Bookkeeping obligation ENK
A Norwegian sole proprietorship should have a clear overview of purchases and sales invoices. It is highly recommended to keep accounts in an online accounting system. There are some software packages on the market that make this very easy. Even for those who have no experience with bookkeeping.
Tax obligation for an ENK
The income your earn in the ENK is taxed with personal income tax. In practice you will report your total annual income (from the ENK and any other personal income you might have) to the Norwegian tax authorities. Usually, this tax is paid in advance, either at once or in instalments.
If your business is not exempt for VAT, you should submit a VAT tax return 6 times per year (every 2 months).
You can read more about the requirements, advantages and disadvantages of the ENK in our business guide.

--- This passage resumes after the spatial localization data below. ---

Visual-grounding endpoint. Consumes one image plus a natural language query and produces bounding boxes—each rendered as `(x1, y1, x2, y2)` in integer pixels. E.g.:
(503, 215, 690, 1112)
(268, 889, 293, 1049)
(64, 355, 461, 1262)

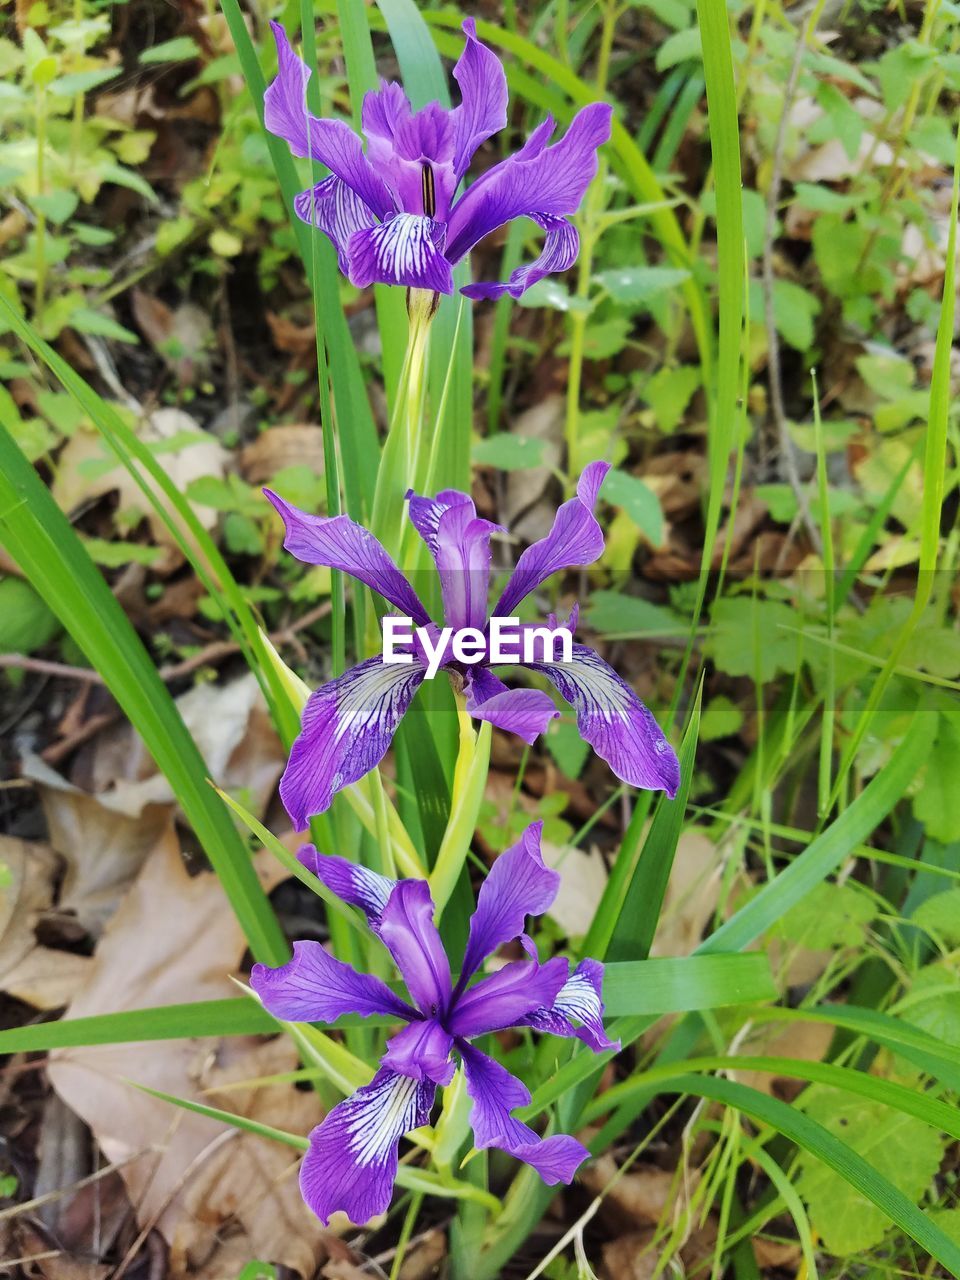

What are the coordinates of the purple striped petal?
(464, 667, 558, 744)
(525, 642, 679, 796)
(406, 489, 500, 631)
(493, 461, 610, 618)
(266, 23, 393, 220)
(293, 175, 378, 273)
(299, 1068, 435, 1225)
(265, 489, 429, 624)
(448, 957, 568, 1038)
(280, 658, 427, 827)
(462, 213, 579, 300)
(250, 940, 415, 1024)
(459, 821, 559, 985)
(459, 1043, 589, 1184)
(381, 1018, 455, 1085)
(379, 880, 452, 1017)
(451, 19, 508, 179)
(523, 958, 619, 1052)
(296, 845, 395, 927)
(348, 213, 454, 293)
(445, 102, 613, 264)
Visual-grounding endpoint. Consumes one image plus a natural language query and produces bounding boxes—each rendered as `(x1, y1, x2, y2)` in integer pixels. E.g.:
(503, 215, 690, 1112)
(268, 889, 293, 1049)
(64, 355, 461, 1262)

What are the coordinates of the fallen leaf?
(240, 425, 327, 485)
(52, 409, 229, 558)
(47, 829, 326, 1276)
(21, 753, 172, 935)
(80, 674, 283, 819)
(581, 1157, 691, 1232)
(650, 830, 723, 958)
(542, 840, 607, 937)
(130, 290, 212, 385)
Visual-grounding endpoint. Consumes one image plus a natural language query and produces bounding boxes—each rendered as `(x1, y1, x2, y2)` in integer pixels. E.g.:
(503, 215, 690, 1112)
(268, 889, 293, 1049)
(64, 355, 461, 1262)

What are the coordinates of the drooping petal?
(493, 461, 610, 618)
(462, 213, 579, 300)
(280, 658, 427, 828)
(379, 880, 452, 1017)
(444, 102, 613, 264)
(293, 175, 378, 272)
(525, 643, 680, 796)
(523, 958, 619, 1052)
(407, 489, 500, 631)
(348, 213, 455, 293)
(299, 1067, 435, 1225)
(448, 957, 568, 1038)
(458, 1043, 589, 1184)
(250, 940, 415, 1024)
(464, 667, 558, 744)
(265, 489, 430, 624)
(451, 18, 508, 179)
(459, 821, 559, 986)
(296, 845, 395, 927)
(381, 1018, 455, 1085)
(266, 23, 393, 219)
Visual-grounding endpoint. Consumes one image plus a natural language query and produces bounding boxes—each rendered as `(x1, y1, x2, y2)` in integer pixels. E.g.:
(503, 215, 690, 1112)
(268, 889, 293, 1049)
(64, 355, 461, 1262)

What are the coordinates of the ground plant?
(0, 1, 958, 1278)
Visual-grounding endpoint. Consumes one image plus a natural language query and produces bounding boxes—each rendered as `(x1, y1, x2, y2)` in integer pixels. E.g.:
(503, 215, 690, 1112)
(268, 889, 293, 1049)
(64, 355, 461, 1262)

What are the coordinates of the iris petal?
(459, 821, 559, 985)
(266, 22, 393, 220)
(379, 880, 453, 1017)
(458, 1042, 589, 1185)
(348, 213, 454, 293)
(265, 488, 430, 624)
(250, 940, 415, 1023)
(525, 642, 680, 796)
(280, 658, 427, 827)
(293, 175, 378, 273)
(523, 957, 620, 1052)
(299, 1067, 435, 1225)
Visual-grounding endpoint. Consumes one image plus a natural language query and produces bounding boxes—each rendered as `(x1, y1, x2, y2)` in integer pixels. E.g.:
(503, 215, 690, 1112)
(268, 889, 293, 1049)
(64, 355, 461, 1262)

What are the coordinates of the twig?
(0, 1152, 151, 1223)
(0, 601, 333, 688)
(761, 13, 823, 558)
(111, 1128, 237, 1280)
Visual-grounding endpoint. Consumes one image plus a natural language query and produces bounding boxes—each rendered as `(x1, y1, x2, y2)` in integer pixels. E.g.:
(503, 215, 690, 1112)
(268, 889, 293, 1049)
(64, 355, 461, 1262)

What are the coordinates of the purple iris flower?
(264, 18, 613, 299)
(250, 820, 616, 1225)
(265, 461, 680, 829)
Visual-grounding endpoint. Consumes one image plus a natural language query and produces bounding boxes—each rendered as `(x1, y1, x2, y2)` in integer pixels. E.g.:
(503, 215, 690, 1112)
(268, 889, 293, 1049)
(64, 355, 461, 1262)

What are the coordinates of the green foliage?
(796, 1092, 944, 1255)
(0, 574, 61, 653)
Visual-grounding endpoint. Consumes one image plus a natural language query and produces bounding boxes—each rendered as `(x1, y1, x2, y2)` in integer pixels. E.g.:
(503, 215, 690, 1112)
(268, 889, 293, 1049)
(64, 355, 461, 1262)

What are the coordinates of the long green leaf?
(651, 1074, 960, 1275)
(603, 954, 775, 1015)
(0, 424, 286, 965)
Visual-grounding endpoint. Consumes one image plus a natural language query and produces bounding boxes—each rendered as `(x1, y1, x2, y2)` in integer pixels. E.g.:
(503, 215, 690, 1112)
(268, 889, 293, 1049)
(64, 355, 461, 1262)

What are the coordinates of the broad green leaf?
(584, 591, 681, 637)
(0, 575, 61, 653)
(912, 889, 960, 946)
(594, 266, 691, 307)
(770, 880, 876, 951)
(545, 718, 591, 780)
(139, 36, 202, 64)
(472, 435, 546, 471)
(706, 596, 804, 683)
(796, 1093, 944, 1255)
(699, 694, 743, 741)
(601, 470, 664, 546)
(640, 364, 701, 433)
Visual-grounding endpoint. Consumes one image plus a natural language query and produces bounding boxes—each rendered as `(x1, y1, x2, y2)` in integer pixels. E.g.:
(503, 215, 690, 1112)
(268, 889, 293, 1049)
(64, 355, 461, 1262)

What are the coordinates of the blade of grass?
(829, 122, 959, 803)
(603, 954, 776, 1014)
(0, 424, 286, 965)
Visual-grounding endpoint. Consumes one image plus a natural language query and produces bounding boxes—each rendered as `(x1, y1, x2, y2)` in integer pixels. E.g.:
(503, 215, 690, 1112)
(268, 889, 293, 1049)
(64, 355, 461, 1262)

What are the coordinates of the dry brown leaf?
(3, 947, 92, 1011)
(21, 753, 172, 935)
(79, 673, 283, 820)
(650, 830, 723, 957)
(52, 409, 228, 554)
(399, 1227, 446, 1280)
(542, 840, 607, 937)
(581, 1156, 691, 1233)
(601, 1230, 659, 1280)
(47, 828, 326, 1276)
(731, 1020, 834, 1099)
(266, 310, 316, 355)
(0, 837, 59, 988)
(500, 394, 565, 537)
(240, 425, 327, 485)
(130, 290, 211, 385)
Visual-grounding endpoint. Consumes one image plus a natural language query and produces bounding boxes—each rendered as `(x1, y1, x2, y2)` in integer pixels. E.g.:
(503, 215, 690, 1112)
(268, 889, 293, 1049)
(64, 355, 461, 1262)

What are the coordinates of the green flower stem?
(430, 695, 491, 918)
(370, 289, 437, 559)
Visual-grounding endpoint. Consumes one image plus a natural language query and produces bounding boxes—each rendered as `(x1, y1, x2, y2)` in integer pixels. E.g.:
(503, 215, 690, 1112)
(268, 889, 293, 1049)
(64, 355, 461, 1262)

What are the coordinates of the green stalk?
(828, 122, 959, 805)
(430, 698, 492, 918)
(35, 80, 48, 315)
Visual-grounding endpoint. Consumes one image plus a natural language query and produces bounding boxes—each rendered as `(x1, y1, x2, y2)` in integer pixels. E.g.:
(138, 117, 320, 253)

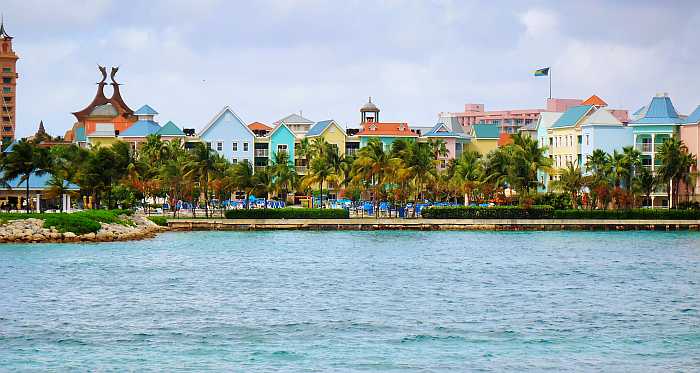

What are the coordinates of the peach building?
(681, 105, 700, 200)
(439, 98, 582, 134)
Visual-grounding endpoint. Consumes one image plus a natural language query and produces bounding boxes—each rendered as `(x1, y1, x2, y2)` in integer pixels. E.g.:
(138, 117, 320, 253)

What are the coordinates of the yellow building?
(467, 124, 499, 155)
(306, 120, 346, 155)
(547, 105, 595, 172)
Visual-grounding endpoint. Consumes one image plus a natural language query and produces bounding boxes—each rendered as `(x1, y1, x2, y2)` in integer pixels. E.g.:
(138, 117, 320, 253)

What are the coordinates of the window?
(216, 141, 223, 151)
(277, 144, 288, 153)
(2, 87, 11, 94)
(232, 158, 238, 164)
(3, 126, 12, 132)
(232, 142, 238, 151)
(2, 77, 11, 84)
(2, 67, 11, 73)
(549, 137, 553, 146)
(243, 142, 248, 151)
(206, 142, 211, 149)
(585, 135, 589, 145)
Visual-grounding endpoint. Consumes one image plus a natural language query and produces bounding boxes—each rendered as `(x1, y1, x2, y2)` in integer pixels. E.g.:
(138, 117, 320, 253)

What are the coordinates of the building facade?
(680, 105, 700, 201)
(0, 20, 18, 143)
(580, 110, 634, 174)
(199, 106, 255, 164)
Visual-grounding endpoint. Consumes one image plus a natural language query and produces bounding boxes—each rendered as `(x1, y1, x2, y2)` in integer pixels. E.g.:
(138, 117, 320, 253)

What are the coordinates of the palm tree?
(302, 154, 335, 208)
(352, 138, 400, 209)
(269, 151, 297, 201)
(551, 164, 587, 208)
(1, 140, 50, 213)
(634, 166, 656, 207)
(46, 145, 87, 212)
(511, 134, 553, 193)
(452, 150, 483, 205)
(622, 146, 642, 191)
(186, 142, 219, 217)
(656, 138, 695, 208)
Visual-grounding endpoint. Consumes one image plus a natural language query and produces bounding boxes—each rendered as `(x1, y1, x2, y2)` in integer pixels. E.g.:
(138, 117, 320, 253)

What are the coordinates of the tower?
(0, 17, 18, 143)
(360, 96, 380, 124)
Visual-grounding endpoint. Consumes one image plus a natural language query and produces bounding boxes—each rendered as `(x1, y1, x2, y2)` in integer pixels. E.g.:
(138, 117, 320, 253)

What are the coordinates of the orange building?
(66, 66, 136, 146)
(0, 19, 19, 143)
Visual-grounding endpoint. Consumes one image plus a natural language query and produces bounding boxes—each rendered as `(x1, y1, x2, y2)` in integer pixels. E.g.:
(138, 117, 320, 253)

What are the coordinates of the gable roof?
(552, 105, 595, 128)
(248, 121, 272, 131)
(684, 105, 700, 124)
(424, 122, 467, 138)
(307, 120, 344, 137)
(631, 95, 684, 125)
(581, 95, 607, 107)
(581, 109, 623, 126)
(119, 120, 161, 137)
(356, 122, 419, 137)
(134, 104, 158, 116)
(156, 121, 185, 136)
(268, 122, 294, 138)
(199, 106, 254, 138)
(276, 113, 314, 125)
(471, 124, 500, 139)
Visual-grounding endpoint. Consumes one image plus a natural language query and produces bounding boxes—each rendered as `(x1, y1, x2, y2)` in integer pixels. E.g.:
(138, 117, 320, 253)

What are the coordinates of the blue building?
(269, 122, 296, 166)
(580, 109, 634, 174)
(199, 106, 255, 164)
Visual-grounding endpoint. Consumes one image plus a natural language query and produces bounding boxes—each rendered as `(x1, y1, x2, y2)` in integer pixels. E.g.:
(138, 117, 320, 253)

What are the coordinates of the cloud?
(519, 8, 559, 39)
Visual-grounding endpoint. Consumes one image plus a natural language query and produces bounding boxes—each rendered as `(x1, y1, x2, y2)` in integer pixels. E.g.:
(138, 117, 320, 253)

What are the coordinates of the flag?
(534, 67, 550, 76)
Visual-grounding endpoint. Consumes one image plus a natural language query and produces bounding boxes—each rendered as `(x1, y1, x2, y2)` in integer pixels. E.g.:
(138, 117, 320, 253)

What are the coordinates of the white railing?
(636, 143, 653, 152)
(254, 149, 269, 157)
(295, 166, 307, 173)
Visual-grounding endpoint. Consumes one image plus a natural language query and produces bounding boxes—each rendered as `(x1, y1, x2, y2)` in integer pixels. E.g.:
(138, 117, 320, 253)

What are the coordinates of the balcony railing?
(254, 149, 269, 157)
(636, 143, 653, 152)
(345, 148, 358, 156)
(295, 166, 307, 173)
(254, 166, 267, 172)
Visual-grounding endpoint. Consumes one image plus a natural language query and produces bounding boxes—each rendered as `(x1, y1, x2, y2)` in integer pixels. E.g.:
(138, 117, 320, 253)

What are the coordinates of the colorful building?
(199, 106, 255, 164)
(355, 98, 418, 149)
(439, 98, 582, 134)
(119, 105, 161, 148)
(268, 122, 296, 166)
(580, 109, 634, 174)
(423, 120, 470, 168)
(680, 105, 700, 201)
(306, 120, 347, 156)
(467, 124, 500, 155)
(0, 19, 18, 143)
(548, 105, 596, 170)
(534, 112, 564, 191)
(630, 93, 685, 207)
(156, 121, 186, 141)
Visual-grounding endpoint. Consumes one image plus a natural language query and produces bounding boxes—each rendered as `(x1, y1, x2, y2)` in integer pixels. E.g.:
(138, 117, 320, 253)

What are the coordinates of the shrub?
(421, 205, 555, 219)
(553, 209, 700, 220)
(148, 216, 168, 226)
(224, 208, 349, 219)
(533, 193, 573, 210)
(43, 214, 101, 235)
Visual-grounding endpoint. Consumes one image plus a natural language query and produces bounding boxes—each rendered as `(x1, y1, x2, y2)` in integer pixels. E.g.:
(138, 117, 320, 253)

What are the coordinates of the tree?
(1, 140, 50, 213)
(452, 150, 483, 205)
(185, 142, 219, 217)
(46, 145, 87, 212)
(634, 167, 656, 207)
(511, 134, 553, 193)
(351, 138, 401, 209)
(551, 163, 587, 209)
(656, 138, 696, 208)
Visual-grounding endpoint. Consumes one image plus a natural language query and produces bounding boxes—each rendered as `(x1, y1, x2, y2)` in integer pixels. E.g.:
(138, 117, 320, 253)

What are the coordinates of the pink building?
(681, 105, 700, 201)
(439, 98, 582, 134)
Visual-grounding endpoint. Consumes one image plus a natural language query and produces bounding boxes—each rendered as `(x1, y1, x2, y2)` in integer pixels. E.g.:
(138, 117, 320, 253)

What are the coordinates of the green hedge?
(553, 209, 700, 220)
(224, 208, 349, 219)
(422, 206, 555, 219)
(147, 216, 168, 226)
(43, 214, 102, 235)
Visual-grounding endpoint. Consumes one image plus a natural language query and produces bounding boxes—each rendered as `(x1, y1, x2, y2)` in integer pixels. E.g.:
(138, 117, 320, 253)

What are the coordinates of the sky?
(3, 0, 700, 138)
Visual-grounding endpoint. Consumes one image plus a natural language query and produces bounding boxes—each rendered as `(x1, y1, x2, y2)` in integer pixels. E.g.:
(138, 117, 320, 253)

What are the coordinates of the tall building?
(0, 19, 18, 143)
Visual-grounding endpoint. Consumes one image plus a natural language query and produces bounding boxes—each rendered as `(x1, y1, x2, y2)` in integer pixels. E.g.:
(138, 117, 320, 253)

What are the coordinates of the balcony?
(345, 148, 358, 157)
(254, 166, 267, 173)
(636, 143, 653, 153)
(254, 149, 269, 157)
(295, 166, 307, 174)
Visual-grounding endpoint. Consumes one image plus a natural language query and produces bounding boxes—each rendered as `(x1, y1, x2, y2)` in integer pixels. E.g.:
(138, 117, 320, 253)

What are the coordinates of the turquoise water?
(1, 231, 699, 371)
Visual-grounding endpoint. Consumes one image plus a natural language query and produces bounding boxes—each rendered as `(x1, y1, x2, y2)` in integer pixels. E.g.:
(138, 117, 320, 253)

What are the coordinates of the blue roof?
(552, 105, 594, 128)
(632, 96, 684, 124)
(685, 105, 700, 124)
(1, 172, 79, 191)
(134, 104, 158, 116)
(156, 121, 185, 136)
(75, 127, 86, 142)
(307, 120, 334, 136)
(119, 120, 161, 137)
(471, 124, 500, 139)
(425, 123, 461, 137)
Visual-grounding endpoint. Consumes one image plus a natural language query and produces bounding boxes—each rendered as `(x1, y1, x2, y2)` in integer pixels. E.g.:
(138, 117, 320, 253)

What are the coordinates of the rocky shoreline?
(0, 214, 167, 243)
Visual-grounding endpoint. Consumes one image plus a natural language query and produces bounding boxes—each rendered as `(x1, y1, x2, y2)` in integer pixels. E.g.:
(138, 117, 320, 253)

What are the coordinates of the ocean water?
(0, 231, 699, 371)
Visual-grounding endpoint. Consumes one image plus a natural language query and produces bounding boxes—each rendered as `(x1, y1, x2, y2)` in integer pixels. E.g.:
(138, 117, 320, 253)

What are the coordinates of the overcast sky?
(3, 0, 700, 137)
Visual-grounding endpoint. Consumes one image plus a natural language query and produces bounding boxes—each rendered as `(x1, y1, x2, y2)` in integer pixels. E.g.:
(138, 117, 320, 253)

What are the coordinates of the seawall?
(167, 218, 700, 231)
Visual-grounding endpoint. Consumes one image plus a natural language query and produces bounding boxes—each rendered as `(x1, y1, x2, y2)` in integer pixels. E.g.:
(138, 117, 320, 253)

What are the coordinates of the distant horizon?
(3, 0, 699, 138)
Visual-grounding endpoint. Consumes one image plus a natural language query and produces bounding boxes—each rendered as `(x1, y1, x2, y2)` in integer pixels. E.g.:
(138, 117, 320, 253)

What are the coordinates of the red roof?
(356, 122, 419, 137)
(582, 95, 607, 107)
(248, 122, 272, 131)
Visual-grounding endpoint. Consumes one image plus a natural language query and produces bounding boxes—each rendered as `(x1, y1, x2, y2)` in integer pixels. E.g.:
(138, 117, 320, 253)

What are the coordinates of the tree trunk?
(25, 173, 30, 214)
(319, 180, 323, 209)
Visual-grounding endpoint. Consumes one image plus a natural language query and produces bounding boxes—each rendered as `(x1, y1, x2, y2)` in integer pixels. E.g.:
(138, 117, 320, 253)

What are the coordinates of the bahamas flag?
(534, 67, 550, 76)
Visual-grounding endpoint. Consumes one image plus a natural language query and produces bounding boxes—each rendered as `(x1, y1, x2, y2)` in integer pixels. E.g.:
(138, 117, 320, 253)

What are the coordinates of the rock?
(63, 232, 76, 239)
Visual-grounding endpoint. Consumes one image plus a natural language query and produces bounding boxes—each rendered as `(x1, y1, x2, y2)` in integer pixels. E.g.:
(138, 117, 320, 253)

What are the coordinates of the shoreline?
(168, 218, 700, 231)
(0, 214, 166, 244)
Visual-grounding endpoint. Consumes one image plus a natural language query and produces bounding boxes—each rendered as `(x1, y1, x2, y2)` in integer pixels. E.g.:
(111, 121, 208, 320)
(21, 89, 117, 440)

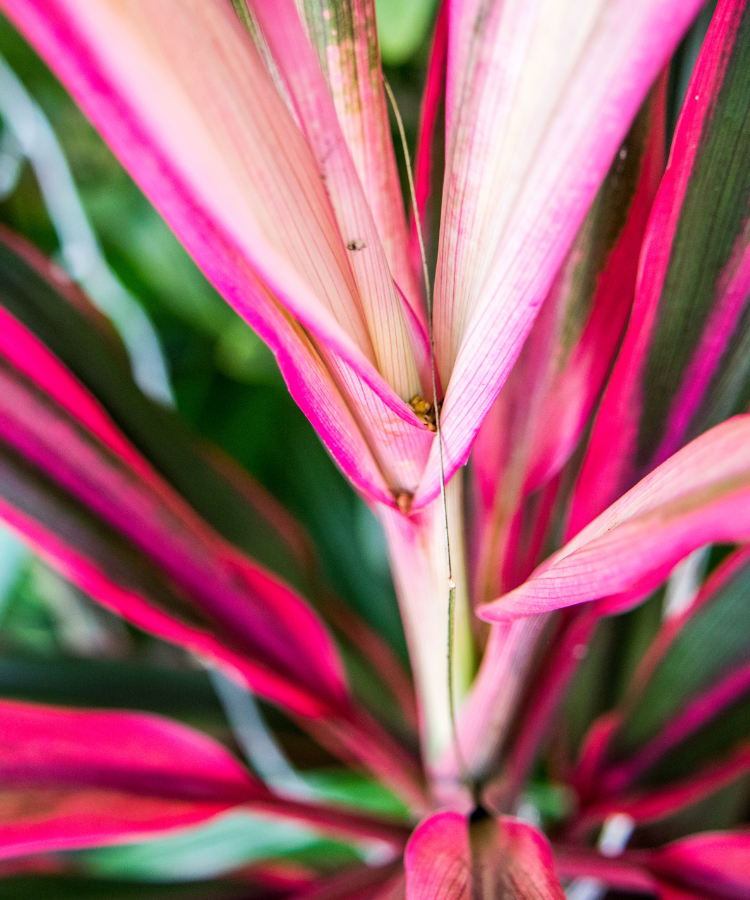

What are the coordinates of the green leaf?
(75, 813, 321, 882)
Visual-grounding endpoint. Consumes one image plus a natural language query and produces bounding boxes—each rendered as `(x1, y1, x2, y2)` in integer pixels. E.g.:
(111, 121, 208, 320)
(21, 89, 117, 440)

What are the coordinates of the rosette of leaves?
(0, 0, 747, 897)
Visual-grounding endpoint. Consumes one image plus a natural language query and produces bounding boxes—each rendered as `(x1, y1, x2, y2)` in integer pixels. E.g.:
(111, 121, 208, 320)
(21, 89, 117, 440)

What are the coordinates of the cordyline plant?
(0, 0, 748, 896)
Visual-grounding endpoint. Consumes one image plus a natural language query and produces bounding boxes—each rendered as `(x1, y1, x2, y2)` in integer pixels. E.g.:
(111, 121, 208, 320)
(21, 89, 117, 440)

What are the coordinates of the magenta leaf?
(570, 0, 750, 533)
(0, 221, 329, 597)
(0, 324, 350, 720)
(0, 699, 410, 860)
(245, 0, 423, 402)
(649, 831, 750, 899)
(574, 741, 750, 834)
(590, 547, 750, 794)
(0, 231, 421, 737)
(277, 0, 427, 337)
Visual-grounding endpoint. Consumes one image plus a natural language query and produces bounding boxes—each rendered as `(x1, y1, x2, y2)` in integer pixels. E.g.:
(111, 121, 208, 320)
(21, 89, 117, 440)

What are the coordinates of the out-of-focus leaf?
(0, 231, 311, 593)
(641, 690, 750, 789)
(375, 0, 438, 65)
(0, 656, 226, 729)
(570, 0, 750, 532)
(0, 306, 428, 805)
(648, 830, 750, 899)
(404, 811, 564, 900)
(612, 548, 750, 766)
(0, 697, 412, 861)
(76, 813, 321, 882)
(0, 233, 416, 730)
(0, 699, 265, 859)
(0, 876, 269, 900)
(575, 741, 750, 833)
(0, 338, 352, 721)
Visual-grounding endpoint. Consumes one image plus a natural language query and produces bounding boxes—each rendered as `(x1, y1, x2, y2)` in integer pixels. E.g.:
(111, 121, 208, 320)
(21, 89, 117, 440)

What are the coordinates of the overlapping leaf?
(0, 700, 409, 861)
(0, 228, 311, 593)
(570, 0, 750, 533)
(471, 83, 665, 603)
(0, 310, 351, 720)
(404, 810, 564, 900)
(0, 0, 434, 503)
(605, 549, 750, 784)
(480, 416, 750, 621)
(553, 831, 750, 898)
(416, 0, 704, 505)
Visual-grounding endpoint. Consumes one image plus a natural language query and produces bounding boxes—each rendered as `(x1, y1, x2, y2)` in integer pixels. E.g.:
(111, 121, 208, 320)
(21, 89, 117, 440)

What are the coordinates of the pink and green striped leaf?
(286, 0, 425, 326)
(0, 699, 263, 860)
(0, 232, 426, 807)
(0, 699, 409, 861)
(0, 230, 420, 733)
(414, 0, 703, 507)
(0, 230, 317, 594)
(411, 1, 448, 295)
(470, 82, 665, 603)
(570, 0, 750, 533)
(574, 740, 750, 832)
(0, 0, 435, 505)
(404, 810, 565, 900)
(0, 315, 352, 721)
(241, 0, 424, 402)
(554, 832, 750, 898)
(593, 547, 750, 794)
(479, 416, 750, 622)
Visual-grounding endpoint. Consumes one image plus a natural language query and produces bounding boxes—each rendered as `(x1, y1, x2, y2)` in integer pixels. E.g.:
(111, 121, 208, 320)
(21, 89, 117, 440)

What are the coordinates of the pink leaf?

Accounting Software in Norway
Norwegian businesses primarily use Norwegian accounting software. Many of the systems out there are owned by Norwegian software giant Visma. There are also a few smaller ones. We recommend you to use one of these, since they integrate perfectly with the Norwegian accounting rules and systems.
Accounting and Banking
When doing business in Norway, you should keep private and company funds strictly separated. You will set up a bank account during the company formation process. In addition to your payment/current account, you will ask the bank to set up a 'Skattetrekkskonto' or tax deduction account. This account will be used to set aside wage taxes.
When you are just starting up your company you will need to deposit NOK 30.000 (EUR 3.000) in a Norwegian bank account. Note that not all banks offer this process to non-residents of Norway.